A Walnut Creek-based Sufi congregation is facing community opposition to its plans for a new complex. Sufism Reoriented’s proposal calls for a 66,000 square-foot facility including a worship hall, classrooms, a cafe, a bookstore and a chorus rehearsal room. But some residents say the facility would cause traffic and parking problems.
A second hearing on the issue will take place tomorrow at the Contra Costa County Board of Supervisors.
KQED Public Radio’s Forum program covered the issue today, talking with Robert Carpenter, sanctuary project manager with Sufism Reoriented, and Wayne Fettig, president of the Saranap Homeowners Organization, which is opposing the project
Listen to an archive of the show here.
KQED’s Stephanie Martin reported on this issue last week:
Sufism Reoriented, a congregation of about 350 members, is seeking to build a 66,000-square-foot sanctuary in the Saranap area, a quiet residential community just outside Walnut Creek City limits.
Just how big is 66,000-square-feet?

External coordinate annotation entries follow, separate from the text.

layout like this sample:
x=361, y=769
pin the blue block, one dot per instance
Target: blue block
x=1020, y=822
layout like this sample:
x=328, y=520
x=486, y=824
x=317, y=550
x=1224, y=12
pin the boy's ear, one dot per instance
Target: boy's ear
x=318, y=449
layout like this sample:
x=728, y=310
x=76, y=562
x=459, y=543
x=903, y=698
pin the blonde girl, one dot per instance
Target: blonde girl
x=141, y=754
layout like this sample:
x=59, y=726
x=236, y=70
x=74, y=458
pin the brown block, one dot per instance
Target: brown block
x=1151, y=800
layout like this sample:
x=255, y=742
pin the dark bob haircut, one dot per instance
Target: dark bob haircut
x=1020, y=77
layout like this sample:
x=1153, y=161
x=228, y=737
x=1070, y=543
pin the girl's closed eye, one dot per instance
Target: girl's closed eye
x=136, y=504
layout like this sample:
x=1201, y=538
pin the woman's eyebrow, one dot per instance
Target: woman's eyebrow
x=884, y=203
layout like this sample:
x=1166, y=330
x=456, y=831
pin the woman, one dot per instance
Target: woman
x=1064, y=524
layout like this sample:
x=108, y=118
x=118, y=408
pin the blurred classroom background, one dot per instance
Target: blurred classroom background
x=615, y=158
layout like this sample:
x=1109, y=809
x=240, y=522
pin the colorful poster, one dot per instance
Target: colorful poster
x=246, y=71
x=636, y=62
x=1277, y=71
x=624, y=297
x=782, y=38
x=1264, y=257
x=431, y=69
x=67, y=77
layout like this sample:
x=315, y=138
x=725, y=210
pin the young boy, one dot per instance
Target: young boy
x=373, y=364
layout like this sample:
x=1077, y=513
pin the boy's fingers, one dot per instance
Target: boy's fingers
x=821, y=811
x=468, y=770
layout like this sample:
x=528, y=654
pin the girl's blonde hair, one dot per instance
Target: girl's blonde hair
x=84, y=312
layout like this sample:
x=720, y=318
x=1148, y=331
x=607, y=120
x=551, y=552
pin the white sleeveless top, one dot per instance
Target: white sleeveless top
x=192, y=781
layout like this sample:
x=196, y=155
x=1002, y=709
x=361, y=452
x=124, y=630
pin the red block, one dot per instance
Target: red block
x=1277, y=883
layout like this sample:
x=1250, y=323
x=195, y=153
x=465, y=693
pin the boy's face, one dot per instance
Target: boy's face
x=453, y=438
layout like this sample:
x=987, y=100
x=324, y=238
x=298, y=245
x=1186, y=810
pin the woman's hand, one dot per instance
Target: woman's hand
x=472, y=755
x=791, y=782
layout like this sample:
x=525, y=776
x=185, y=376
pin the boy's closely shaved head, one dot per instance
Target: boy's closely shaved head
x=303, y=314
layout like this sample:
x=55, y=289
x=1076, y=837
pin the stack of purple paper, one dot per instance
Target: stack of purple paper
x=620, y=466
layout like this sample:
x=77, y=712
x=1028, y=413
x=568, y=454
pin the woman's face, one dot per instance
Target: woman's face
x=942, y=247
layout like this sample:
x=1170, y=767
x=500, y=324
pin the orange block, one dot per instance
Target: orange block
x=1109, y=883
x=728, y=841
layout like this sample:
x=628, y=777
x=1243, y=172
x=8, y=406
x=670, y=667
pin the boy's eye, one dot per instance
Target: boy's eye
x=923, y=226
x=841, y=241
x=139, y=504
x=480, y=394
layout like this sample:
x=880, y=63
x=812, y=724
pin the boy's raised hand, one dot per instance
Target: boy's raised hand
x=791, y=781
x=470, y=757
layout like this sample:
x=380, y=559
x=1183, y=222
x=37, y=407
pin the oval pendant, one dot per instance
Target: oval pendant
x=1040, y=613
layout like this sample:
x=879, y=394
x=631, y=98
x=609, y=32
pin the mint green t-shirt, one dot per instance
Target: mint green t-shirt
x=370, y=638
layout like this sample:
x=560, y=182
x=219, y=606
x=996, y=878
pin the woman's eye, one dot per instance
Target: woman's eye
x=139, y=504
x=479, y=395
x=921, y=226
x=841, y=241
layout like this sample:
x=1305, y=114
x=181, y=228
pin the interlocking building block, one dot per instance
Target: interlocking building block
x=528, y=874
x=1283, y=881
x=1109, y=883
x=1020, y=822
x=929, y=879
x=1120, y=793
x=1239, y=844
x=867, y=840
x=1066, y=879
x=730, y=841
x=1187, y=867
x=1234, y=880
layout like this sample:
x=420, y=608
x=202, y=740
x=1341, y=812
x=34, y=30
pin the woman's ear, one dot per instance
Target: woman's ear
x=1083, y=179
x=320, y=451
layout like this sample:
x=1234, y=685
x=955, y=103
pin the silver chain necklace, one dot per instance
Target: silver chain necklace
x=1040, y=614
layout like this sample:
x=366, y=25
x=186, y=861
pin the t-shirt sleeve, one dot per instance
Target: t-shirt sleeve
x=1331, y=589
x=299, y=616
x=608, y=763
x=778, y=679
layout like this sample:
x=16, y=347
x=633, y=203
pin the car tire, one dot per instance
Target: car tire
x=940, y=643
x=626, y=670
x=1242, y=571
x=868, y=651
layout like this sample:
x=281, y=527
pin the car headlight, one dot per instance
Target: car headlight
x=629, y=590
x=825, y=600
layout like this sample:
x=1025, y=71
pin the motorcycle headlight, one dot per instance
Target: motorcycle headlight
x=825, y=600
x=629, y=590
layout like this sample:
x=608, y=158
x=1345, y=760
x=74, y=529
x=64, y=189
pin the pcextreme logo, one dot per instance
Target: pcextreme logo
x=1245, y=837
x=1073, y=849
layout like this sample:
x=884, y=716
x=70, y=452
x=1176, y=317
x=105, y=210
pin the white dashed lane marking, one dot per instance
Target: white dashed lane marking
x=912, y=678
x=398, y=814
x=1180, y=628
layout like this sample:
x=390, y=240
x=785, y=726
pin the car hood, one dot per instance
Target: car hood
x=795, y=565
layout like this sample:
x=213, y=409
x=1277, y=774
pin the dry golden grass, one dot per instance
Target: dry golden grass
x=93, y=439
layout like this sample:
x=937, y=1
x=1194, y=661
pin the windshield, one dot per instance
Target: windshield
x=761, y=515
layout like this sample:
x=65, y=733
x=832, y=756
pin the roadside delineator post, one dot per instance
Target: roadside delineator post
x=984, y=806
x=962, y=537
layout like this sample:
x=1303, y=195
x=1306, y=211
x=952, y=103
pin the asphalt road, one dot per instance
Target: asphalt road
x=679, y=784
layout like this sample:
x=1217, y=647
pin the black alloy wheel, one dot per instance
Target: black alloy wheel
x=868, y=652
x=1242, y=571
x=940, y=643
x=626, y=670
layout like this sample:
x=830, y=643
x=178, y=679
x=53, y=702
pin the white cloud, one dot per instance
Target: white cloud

Well, space-wise, Hearst Castle and the White House are smaller.
But congregation leaders say the building won’t look as big as it sounds, since two-thirds of it will be underground.
“The building will be only fourteen feet from the ground to the edge of the roof. At its highest point, the central dome it will only be 33½ feet above ground. This is fully within County code. The average height, including the domes, will be only 17½ feet. This is a modest height for a house of worship,” their website says.
Still, some neighbors are concerned about the project’s size and design, as well as potential parking and traffic impacts. More than 700 people packed the Lesher Center for the Arts Tuesday for an all-day hearing before the Contra Costa County Board of Supervisors.
Stuart Flashman, attorney for the Saranap Homeowners Association, urged Sufism Reoriented to scale back the project.
“Perhaps all of it fits on their wish list for an ideal facility,” Flashman said, “But just because you want a Mercedes doesn’t mean you can’t drive in a Ford.”
Flashman and other opponents said the controversy has nothing to do with religion, something the Sufis dispute.
“We have designed our sanctuary to be a physical manifestation of our faith,” said Carol Weyland Conner, the church’s spiritual leader.
The Sufis say the design was planned and vetted with care and found to present no significant environmental impact. They also point out that the new building will be just down the block from the existing one, which has served the congregation for about four decades.
Sufism Reoriented follows the teachings of its founder, Meher Baba, an Indian mystic who established the religious sect in 1952. While active in community schools and service projects, members say they do not proselytize or publicize their activities.